だから不思議に思った。
 どうして今さら私に優しくするのか。
 私のことをあれだけ嫌っていて、優しくする理由なんてないはずなのに。
 わざわざアトリエに誘ってくることなんて、しないはずなのに。
 クリムは私からの問いかけに、若干詰まりながらも答えてくる。

「別に、優しくしようと思って誘ってるわけじゃない。仕事量に頭を抱えてるっていうのは本当の話だ。
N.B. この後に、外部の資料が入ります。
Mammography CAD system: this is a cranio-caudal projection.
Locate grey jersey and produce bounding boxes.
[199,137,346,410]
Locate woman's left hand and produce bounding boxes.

だから好き嫌いの問題じゃなくて……」

 次いで彼は不機嫌そうな顔になって、肩を大きくすくめる。

「ていうかそっちこそ、僕のことなんて顔も見たくないくらい嫌ってるだろ。そんなのはお互い様だ」

「……」

「だからまあ、僕のアトリエなんかじゃ働きたくもないだろうって思ったけど、こっちは心底手伝いが欲しい状況だから、一応聞いてみた。それだけの話だよ」

 それなら別に、私じゃなくてもいい気がするけど。
 錬成術の手伝いなら他の見習いたちでも充分にできるだろうし。
 むしろ徒弟を破門された私より断然信頼できると思う。
 それなのにわざわざ嫌いな私を誘うのはどうしてなんだろうか?

「で、どうする? 僕のところに来るのか、来ないか。別に僕はどっちでもいいけど」

 ぶっきらぼうに今一度問いかけられた私は、微かに埃を被った裏路地の地面に目を落としながら考え込む。
 確かにクリムのことはまだ嫌いだ。
 あの喧嘩は八年前の出来事とはいえ、そう簡単に許せるようなことではないから。
 でも、感情的な問題を差し引いても、この誘いは見習い錬成師の私にとって絶好の機会である。
 ただでさえ今、破門されたという噂がギルドで広がって、どこのアトリエも雇ってくれなくなってしまっているし。
 この機を逃したら、たぶんもう一生、アトリエを開くという夢は叶わなくなってしまいそうな気がする。
 私はお母さんの夢を代わりに叶えて、お母さんがすごい錬成師だったっていうことをみんなに伝えたいんだ。
 改めて強い意志を胸に抱き、私はクリムの方を見て小さく答えた。

「…………行く」

「……そ。それならさっそく宮廷に行こう。トルテ国王や王国騎士団の人たちに色々説明しなきゃいけないから」

 そう言うや、クリムは元来た道を戻るようにしてそそくさと歩き始めた。